The blues are no more doomed than the human experience or the need for antidepressant meds. It transcends time and place and is a part of all us from our unique perspectives. This artform is an expression of loss, disappointment, suffering, and triumph. American Blues, with roots in African folk music and spirituals, pulled together faith, community, and expression of suffering during the Slavery and sharecropper eras of African-Americans. One cannot truly appreciate the sense of desolation and despair expressed in the roots of this artform without driving through the Mississippi Delta on Highways 61, 1, and 84. It is easy to envision solitary figures with acoustic guitars and bottlenecks or Mississippi Saxophones (harmonicas for the uninformed) blowing off steam after a long hot day in the fields. Robert Johnson, Muddy Waters, and B.B. King are just a few who took hard times and turned them into triumph.
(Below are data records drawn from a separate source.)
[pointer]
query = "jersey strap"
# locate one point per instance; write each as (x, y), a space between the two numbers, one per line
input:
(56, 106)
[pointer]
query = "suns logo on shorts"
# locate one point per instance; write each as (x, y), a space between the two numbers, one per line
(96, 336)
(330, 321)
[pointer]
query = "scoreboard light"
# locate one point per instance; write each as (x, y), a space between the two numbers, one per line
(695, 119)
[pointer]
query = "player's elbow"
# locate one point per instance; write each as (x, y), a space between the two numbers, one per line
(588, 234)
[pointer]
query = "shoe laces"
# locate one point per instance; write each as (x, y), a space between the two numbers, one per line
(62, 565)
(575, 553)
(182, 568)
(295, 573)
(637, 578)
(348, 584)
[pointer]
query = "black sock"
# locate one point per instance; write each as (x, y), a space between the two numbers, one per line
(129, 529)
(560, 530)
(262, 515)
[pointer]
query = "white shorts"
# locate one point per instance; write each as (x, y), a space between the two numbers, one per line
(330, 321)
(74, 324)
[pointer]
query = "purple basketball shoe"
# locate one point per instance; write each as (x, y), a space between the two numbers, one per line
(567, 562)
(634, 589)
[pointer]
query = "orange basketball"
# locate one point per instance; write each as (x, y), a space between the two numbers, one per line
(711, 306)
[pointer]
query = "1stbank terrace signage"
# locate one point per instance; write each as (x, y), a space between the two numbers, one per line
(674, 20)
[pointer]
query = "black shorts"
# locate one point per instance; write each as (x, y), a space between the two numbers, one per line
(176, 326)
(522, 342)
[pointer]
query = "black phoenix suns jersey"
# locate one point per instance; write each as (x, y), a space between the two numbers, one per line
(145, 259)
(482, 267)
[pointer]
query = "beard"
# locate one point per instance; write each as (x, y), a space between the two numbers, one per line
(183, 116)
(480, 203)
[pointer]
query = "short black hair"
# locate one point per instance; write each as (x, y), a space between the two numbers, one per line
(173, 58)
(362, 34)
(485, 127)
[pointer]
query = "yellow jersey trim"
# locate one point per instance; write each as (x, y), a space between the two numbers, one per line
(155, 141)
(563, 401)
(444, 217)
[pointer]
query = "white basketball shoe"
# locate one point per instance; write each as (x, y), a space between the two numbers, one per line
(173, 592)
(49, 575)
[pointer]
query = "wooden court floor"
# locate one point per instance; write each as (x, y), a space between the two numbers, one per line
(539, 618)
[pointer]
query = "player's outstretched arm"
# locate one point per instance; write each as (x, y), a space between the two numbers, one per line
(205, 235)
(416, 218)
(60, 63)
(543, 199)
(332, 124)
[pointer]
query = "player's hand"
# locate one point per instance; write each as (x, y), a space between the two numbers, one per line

The driving rhythmic backbeat of the blues, the harmonic progressions, and lyrical phrasings have contributed elements to so many other forms or modern music: Country, Jazz, Rock, Soul and all of their subgenres. These infectious elements have shaped and continue to influence music on both sides of the Atlantic, as well as more exotic areas of the world. Just look at the more recent popularity of jam bands such as Phish, Blues Traveler, Allman Brothers, Derek Trucks Band, Grateful Dead, Widespread Panic, and North Mississippi Allstars, which have taken traditional elements near the close of the 20th century and into the 21st. Look at the continued appeal of artists such as Keb 'Mo, Alvin Youngblood Hart, Bobby Rush, etc. who continue to draw crowds. Blues naysayers should also check out the frequent occurence of incidental music in a plethora of popular dramatic television programs and box office hits.

To truly envision the future of the blues, one must also look back at the dim and distant past. The music of Greek tragedies and ancient ballads contain the emotional expression or loss, despair, growth, and ascension. The requiums of the great composers, not to mention the dramatic expression in operas, are examples of artistic expression of the human condition. The blues are part of our collective unconscious. They will find a creative outlet in the future whether using the elements we now define as blues or new ones. Creative research teaches us that creative products tend to combine multiple existing elements and combine them in a new way. Whether the blues continue to draw from the mediums of its current palette or add new ones, this creative artform is here to stay!